Background The rarity of mutations in PALB2, CHEK2 and ATM make it difficult to estimate precisely associated cancer risks. Population-based family studies have provided evidence that at least some of these mutations are associated with breast cancer risk as high as those associated with rare BRCA2 mutations. We aimed to estimate the relative risks associated with specific rare variants in PALB2, CHEK2 and ATM via a multicentre case-control study. Methods We genotyped 10 rare mutations using the custom iCOGS array: PALB2 c.1592delT, c.2816T>G and c.3113G>A, CHEK2 c.349A>G, c.538C>T, c.715G>A, c.1036C>T, c.1312G>T, and c.1343T>G and ATM c.7271T>G. We assessed associations with breast cancer risk (42 671 cases and 42 164 controls), as well as prostate (22 301 cases and 22 320 controls) and ovarian (14 542 cases and 23 491 controls) cancer risk, for each variant. Results For European women, strong evidence of association with breast cancer risk was observed for PALB2 c.1592delT OR 3.44 (95% CI 1.39 to 8.52, p=7.1×10−5), PALB2 c.3113G>A OR 4.21 (95% CI 1.84 to 9.60, p=6.9×10−8) and ATM c.7271T>G OR 11.0 (95% CI 1.42 to 85.7, p=0.0012). We also found evidence of association with breast cancer risk for three variants in CHEK2, c.349A>G OR 2.26 (95% CI 1.29 to 3.95), c.1036C>T OR 5.06 (95% CI 1.09 to 23.5) and c.538C>T OR 1.33 (95% CI 1.05 to 1.67) (p≤0.017).

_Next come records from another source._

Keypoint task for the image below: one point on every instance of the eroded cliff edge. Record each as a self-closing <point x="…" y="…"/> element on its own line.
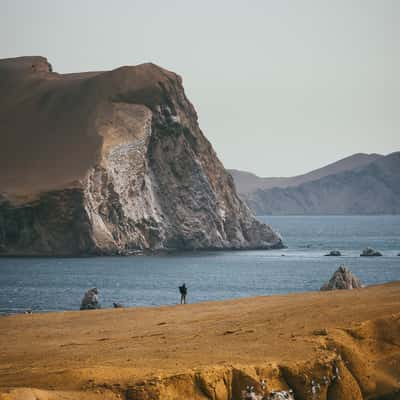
<point x="111" y="163"/>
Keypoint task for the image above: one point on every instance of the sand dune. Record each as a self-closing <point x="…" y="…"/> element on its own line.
<point x="209" y="350"/>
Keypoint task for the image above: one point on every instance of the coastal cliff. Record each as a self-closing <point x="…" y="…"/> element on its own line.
<point x="111" y="163"/>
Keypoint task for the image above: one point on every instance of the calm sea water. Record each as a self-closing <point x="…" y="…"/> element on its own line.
<point x="49" y="284"/>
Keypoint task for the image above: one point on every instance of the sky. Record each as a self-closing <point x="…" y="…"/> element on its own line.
<point x="281" y="87"/>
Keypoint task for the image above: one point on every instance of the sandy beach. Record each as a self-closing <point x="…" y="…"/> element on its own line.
<point x="209" y="350"/>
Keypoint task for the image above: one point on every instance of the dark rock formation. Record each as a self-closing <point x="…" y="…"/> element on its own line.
<point x="343" y="278"/>
<point x="334" y="253"/>
<point x="370" y="252"/>
<point x="369" y="189"/>
<point x="90" y="300"/>
<point x="111" y="163"/>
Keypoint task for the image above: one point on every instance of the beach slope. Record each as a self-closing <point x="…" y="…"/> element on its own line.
<point x="347" y="342"/>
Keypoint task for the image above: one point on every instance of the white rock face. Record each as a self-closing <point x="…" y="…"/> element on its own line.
<point x="141" y="177"/>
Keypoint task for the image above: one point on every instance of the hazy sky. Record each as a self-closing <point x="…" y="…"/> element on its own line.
<point x="281" y="87"/>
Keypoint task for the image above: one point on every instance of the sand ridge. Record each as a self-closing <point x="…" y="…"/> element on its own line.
<point x="210" y="350"/>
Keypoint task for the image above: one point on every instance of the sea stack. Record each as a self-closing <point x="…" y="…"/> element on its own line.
<point x="111" y="163"/>
<point x="343" y="278"/>
<point x="90" y="300"/>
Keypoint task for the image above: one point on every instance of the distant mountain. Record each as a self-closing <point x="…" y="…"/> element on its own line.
<point x="350" y="186"/>
<point x="246" y="182"/>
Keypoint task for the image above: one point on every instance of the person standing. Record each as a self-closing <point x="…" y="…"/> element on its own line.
<point x="183" y="292"/>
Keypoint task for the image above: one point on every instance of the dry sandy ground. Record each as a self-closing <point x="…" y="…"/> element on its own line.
<point x="209" y="350"/>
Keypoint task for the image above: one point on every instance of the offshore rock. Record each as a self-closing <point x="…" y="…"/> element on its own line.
<point x="334" y="253"/>
<point x="370" y="252"/>
<point x="111" y="163"/>
<point x="90" y="300"/>
<point x="343" y="278"/>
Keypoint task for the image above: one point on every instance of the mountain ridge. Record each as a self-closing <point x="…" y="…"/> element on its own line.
<point x="372" y="188"/>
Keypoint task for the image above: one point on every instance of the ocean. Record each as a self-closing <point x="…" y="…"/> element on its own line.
<point x="55" y="284"/>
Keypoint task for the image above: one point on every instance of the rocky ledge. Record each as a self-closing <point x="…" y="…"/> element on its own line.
<point x="111" y="163"/>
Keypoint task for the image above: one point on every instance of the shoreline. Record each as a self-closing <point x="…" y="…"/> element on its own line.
<point x="217" y="347"/>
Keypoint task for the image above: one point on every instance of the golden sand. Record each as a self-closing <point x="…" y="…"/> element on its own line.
<point x="209" y="350"/>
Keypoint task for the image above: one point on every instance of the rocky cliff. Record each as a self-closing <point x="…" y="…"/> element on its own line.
<point x="111" y="163"/>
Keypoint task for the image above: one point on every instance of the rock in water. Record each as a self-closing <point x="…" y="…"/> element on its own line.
<point x="370" y="252"/>
<point x="90" y="300"/>
<point x="343" y="278"/>
<point x="111" y="163"/>
<point x="334" y="253"/>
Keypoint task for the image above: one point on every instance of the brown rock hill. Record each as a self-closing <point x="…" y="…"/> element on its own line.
<point x="111" y="162"/>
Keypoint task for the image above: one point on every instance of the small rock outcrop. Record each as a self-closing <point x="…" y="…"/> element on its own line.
<point x="143" y="177"/>
<point x="334" y="253"/>
<point x="343" y="278"/>
<point x="370" y="252"/>
<point x="90" y="300"/>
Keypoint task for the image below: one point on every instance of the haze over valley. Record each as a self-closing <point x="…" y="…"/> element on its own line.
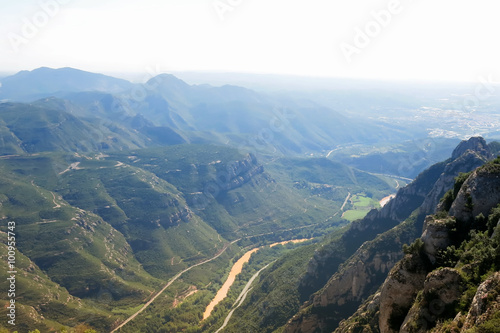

Evidence for prostate cancer risk was observed for CHEK2 c.1343T>G OR 3.03 (95% CI 1.53 to 6.03, p=0.0006) for African men and CHEK2 c.1312G>T OR 2.21 (95% CI 1.06 to 4.63, p=0.030) for European men. No evidence of association with ovarian cancer was found for any of these variants. Conclusions This report adds to accumulating evidence that at least some variants in these genes are associated with an increased risk of breast cancer that is clinically important.